Thinopyrum intermedium and Aegilops
As the clade consisting of Th. intermedium sequences plus five Aegilops species is supported only moderately (Figure 2), the statement that Th. intermedium contains genetic material derived from Aegilops must be considered as provisional. Remarkably, neither Triticum/Aegilops clades in GBSSI-based phylogenies presented elsewhere [e.g., [25, 26, 75]] form tight, strongly supported groups, which is likely caused by the fact that neither Triticum, Aegilops nor Triticum + Aegilops are monophyletic . Early investigations [9–11] advanced the hypothesis that Th. intermedium has at least one genome homologous with one of the Triticum genomes. Since Triticum aestivum L. is an allohexaploid constituting of one Triticum genome and two different genomes derived from Aegilops , it is possible that it was one of Aegilops which represented the homologous genome. As noted before, however, early works, in which chromosome pairing data (at high ploidy levels in particular) were used as exclusive evidence for or a measure of genomic relationships, must be interpreted with a great deal of caution. Up to now, the presence of neither Triticum nor Aegilops within the genome of Th. intermedium has been reported based on any more sophisticated approach.
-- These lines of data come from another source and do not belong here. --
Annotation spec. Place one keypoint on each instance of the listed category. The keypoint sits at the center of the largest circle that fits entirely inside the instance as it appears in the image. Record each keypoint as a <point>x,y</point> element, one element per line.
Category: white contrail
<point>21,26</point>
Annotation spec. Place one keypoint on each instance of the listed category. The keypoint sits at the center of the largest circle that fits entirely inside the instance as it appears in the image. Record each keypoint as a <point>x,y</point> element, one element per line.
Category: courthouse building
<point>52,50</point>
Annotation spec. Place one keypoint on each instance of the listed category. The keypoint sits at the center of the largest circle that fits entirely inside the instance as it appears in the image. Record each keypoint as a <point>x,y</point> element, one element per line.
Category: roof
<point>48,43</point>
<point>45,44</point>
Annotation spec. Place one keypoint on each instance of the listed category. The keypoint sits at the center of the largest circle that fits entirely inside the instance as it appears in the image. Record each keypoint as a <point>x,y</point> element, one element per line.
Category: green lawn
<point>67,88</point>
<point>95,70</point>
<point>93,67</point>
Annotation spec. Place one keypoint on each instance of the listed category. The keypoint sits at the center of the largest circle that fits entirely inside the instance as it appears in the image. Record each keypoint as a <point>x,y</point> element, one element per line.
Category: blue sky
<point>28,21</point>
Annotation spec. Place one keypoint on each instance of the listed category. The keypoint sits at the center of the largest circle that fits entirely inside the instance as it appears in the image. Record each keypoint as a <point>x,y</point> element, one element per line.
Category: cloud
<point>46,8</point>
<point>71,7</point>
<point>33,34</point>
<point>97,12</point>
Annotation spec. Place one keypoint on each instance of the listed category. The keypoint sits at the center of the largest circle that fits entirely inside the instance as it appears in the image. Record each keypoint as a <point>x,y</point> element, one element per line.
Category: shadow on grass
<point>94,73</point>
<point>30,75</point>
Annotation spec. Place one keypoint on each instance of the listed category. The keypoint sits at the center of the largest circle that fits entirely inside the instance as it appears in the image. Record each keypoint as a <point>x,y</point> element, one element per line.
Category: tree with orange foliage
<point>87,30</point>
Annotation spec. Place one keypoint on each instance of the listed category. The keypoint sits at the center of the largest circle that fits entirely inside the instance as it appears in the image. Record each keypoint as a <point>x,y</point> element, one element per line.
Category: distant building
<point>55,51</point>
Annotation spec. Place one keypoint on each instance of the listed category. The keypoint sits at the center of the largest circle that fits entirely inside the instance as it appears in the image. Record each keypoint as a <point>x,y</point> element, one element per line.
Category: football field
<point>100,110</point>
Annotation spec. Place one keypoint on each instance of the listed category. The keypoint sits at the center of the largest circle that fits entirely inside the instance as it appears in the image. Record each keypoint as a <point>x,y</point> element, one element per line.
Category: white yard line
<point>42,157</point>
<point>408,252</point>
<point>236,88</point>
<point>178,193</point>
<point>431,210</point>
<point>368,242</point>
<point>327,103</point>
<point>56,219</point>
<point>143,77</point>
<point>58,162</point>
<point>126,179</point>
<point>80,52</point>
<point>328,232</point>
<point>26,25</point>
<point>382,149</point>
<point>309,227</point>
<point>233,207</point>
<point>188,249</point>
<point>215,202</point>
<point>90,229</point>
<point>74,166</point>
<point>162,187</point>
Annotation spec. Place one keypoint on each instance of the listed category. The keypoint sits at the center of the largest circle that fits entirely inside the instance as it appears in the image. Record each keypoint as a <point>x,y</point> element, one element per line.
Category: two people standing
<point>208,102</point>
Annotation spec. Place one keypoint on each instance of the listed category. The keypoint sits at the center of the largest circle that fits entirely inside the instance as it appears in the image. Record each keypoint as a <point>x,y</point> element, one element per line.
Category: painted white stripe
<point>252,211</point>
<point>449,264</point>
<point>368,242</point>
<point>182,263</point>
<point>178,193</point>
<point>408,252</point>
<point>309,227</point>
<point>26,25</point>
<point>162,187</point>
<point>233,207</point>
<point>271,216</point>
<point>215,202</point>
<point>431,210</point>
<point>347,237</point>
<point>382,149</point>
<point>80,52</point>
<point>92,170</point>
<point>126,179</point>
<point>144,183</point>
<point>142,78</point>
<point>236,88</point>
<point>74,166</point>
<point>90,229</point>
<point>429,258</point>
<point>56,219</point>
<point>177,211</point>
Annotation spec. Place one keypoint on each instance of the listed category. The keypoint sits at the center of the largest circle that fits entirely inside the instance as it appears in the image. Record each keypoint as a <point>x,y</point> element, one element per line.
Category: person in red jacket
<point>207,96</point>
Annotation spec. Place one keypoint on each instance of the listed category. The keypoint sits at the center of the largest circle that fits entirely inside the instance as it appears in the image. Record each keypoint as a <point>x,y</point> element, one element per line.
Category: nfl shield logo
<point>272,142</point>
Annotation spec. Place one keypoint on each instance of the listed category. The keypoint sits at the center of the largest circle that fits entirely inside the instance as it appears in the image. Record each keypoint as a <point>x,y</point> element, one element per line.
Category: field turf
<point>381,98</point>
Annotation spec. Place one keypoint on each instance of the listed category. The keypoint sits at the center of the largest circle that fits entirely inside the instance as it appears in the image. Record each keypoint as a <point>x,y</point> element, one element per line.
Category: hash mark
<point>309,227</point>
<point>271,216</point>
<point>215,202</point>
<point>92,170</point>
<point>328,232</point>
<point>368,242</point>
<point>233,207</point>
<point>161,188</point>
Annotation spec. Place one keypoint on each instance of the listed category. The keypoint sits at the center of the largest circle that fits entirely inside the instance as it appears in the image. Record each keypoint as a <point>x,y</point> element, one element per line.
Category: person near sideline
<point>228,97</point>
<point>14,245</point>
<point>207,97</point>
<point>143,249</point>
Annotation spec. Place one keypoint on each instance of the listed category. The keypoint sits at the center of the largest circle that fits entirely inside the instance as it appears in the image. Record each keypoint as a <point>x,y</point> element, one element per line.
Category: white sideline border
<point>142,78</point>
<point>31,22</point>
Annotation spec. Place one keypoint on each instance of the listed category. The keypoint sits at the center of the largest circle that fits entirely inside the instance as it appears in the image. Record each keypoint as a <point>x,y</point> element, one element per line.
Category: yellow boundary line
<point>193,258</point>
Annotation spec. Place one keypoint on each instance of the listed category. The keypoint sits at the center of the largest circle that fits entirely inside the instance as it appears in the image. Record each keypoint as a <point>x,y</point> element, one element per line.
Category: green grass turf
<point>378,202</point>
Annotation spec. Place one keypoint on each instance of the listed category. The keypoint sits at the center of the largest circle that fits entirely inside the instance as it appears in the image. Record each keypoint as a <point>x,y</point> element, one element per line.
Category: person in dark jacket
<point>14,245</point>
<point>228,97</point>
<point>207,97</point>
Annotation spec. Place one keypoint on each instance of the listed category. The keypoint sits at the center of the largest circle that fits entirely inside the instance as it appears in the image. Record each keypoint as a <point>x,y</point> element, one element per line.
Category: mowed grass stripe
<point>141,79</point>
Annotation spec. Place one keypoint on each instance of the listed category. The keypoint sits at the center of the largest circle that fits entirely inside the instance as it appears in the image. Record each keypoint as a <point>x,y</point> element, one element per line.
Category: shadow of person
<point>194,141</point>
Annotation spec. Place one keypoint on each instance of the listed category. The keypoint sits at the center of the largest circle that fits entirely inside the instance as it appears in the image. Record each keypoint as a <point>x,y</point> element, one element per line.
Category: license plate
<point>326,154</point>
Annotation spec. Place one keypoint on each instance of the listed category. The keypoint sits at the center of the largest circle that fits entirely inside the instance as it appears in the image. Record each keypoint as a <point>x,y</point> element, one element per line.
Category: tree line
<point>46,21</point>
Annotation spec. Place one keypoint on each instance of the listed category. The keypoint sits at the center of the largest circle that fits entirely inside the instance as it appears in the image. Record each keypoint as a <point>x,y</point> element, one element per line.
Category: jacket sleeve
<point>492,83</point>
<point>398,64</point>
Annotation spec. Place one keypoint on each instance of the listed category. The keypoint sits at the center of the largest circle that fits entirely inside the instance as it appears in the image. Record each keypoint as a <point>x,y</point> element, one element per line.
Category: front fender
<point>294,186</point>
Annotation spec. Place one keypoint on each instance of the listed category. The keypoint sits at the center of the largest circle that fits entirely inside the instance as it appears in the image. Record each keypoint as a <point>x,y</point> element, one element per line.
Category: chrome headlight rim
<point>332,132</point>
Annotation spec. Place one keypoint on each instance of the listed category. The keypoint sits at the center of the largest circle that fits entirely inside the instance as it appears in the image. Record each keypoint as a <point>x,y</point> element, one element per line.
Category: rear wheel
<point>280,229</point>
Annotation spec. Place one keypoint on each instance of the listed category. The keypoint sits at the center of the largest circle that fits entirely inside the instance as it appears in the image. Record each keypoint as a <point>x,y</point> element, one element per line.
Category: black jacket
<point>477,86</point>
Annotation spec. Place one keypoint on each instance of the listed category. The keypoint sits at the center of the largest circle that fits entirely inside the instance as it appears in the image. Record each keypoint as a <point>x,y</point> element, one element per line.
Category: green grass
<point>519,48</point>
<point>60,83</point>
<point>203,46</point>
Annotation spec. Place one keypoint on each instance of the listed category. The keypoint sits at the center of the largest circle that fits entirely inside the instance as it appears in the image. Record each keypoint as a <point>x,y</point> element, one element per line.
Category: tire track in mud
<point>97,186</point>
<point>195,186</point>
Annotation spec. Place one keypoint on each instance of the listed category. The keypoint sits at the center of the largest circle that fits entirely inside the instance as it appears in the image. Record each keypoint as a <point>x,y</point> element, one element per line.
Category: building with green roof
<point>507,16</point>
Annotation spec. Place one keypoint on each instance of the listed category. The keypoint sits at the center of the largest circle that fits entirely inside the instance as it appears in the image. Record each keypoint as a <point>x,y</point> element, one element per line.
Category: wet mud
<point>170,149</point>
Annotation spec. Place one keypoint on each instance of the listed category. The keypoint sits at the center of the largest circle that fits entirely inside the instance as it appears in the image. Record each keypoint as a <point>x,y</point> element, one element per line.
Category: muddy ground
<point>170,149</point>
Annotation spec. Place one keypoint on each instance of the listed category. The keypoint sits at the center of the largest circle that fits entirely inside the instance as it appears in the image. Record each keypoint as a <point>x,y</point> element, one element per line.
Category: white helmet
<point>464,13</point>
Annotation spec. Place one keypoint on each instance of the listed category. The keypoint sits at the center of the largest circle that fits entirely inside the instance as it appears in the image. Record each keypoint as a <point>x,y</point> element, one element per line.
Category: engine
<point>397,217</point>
While the identity of Pseudoroegneria- and Dasypyrum-derived subgenomes seems to be relatively straightforward based on the combined GBSSI and GISH data, the identity of the third subgenome remains unresolved satisfactorily. GBSSI sequences suggest the contribution from Thinopyrum and Aegilops to the accessions studied, placing these two among possible donors. Similarly, GISH with Th. elongatum, T. caput-medusae and A. tauschii probes produced overlapping signal on one chromosome set (Figure 3a-d). Possibly, the level of divergence among Th. elongatum, T. caput-medusae and A. tauschii is below the detection threshold of in situ hybridization in this case, making unambiguous identification of the subgenome impossible. If we set aside contribution from Taeniatherum (discussed above), the most parsimonious explanation of the origin of the third subgenome is its hybridogenous origin. Possibly, the progenitor was an ancient hybrid or introgressant between species close to Aegilops and Thinopyrum. Such an ancient origin of Th. intermedium (or at least of some of its subgenomes) could then also explain why some of the GBSSI copies did not group tightly with its presumed progenitors in phylogenetic analyses. This may indicate that some of the ancestors no longer exist or that the allopolyploidization happened so long ago that the genes within Th. intermedium have already diverged.